What better place to revive the Co-operative ideal?

Thursday, 1st July 2021

Work stops on Kentish Town cinema Prince of Wales Road Polytechnic Pizza Express

The site that was once the North London Polytechnic in Prince of Wales Road

MUCH has been written about Camden’s housing heyday in the 1970s when thousands of private homes were brought under public control by the Town Hall.

Labour government policies of the day allowed the council to take possession of blocks across the borough, leaving a real and lasting legacy for generations to come.

Several housing co-ops were also founded at the time, including the Fairhazel Housing Co-operative in West Hampstead.

It has provided secure homes to those on low and uncertain incomes, while creating a perhaps uniquely stable community in Camden for almost 50 years.

It was during the same wave of 1970s’ optimism that the Rio Cinema in Dalston was founded under co-operative management. Anyone who has lived in that part of Hackney knows it has a special place in the hearts of residents.

Co-ops and not-for-profits, run right, do more than provide an affordable service. They bring an identity and spirit to a neighbourhood that is hard to quantify in simple economic terms. The social impact can be wide-ranging; they nurture a more caring community.

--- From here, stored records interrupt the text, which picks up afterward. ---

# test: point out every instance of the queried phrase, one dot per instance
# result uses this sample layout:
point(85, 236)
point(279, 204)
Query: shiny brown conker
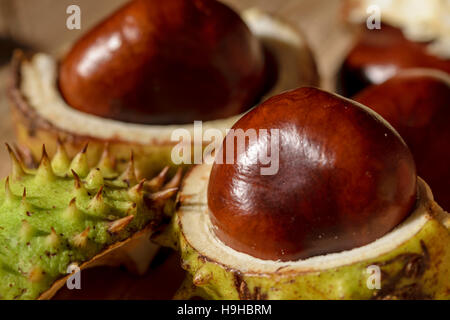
point(379, 54)
point(345, 179)
point(417, 105)
point(165, 62)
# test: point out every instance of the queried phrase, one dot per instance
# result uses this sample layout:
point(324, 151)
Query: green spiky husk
point(52, 217)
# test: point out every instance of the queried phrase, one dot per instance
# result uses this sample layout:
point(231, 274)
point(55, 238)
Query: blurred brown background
point(41, 25)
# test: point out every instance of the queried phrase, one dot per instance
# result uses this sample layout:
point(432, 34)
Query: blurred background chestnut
point(417, 104)
point(345, 179)
point(165, 62)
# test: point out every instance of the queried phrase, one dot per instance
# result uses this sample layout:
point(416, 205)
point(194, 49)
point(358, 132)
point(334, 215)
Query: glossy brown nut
point(418, 106)
point(379, 54)
point(345, 179)
point(165, 62)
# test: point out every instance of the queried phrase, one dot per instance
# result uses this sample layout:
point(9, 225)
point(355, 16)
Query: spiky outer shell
point(419, 268)
point(295, 64)
point(64, 213)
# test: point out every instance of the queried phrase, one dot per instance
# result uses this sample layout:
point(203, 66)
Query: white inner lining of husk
point(40, 74)
point(197, 230)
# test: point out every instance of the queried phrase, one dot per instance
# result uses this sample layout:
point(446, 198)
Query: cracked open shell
point(413, 260)
point(41, 115)
point(65, 213)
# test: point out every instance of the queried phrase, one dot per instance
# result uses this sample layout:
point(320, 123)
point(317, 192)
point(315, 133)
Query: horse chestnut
point(165, 62)
point(345, 179)
point(379, 54)
point(417, 104)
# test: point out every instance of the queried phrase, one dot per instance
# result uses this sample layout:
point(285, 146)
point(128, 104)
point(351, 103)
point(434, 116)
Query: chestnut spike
point(26, 207)
point(95, 179)
point(202, 277)
point(26, 231)
point(52, 239)
point(79, 163)
point(98, 205)
point(80, 240)
point(162, 195)
point(120, 224)
point(156, 183)
point(80, 191)
point(136, 192)
point(129, 175)
point(175, 181)
point(72, 213)
point(106, 163)
point(45, 172)
point(9, 196)
point(17, 166)
point(25, 156)
point(36, 274)
point(61, 161)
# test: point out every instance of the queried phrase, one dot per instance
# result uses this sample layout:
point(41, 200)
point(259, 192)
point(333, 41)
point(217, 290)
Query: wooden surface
point(41, 25)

It is for this reason that the proposal to set up a co-op style, not-for-profit cinema at the former North London Polytechnic building in Kentish Town should be met with real determination. There are obvious commercial obstacles, but ones that can be overcome.

The very prospect of a not-for-profit cinema being set up in Kentish Town should make us think about what else? If a cinema and a food hall is possible, then why not a gym? A vet? A care home?

Whisper the word co-op now and most people will frown. How does it work? Is it practical? How much of my time would I have to give up? But those who are involved will feel that rarest of emotions, pride, and find the process enriching.

Functioning co-ops rely on a committed group of people. Like the NHS, a co-op will only last as long as, to ape Nye Bevan, “there are folk with faith left to fight for it”.

But they also require authorities, like the council, to step in and ensure they can gain a foothold and have a real chance to survive.

Camden Council’s “Renewal Commission” is looking at how food co-ops could replace foodbanks. This would bring back dignity to so many who found themselves forced to use them, during Covid and throughout the austerity years.

Labour should take some inspiration from its 1970s forefathers and be aiming to bring a bit of dignity back to society as a whole. Reigniting a new, modern Co-operative movement here in Camden would be a good place to start.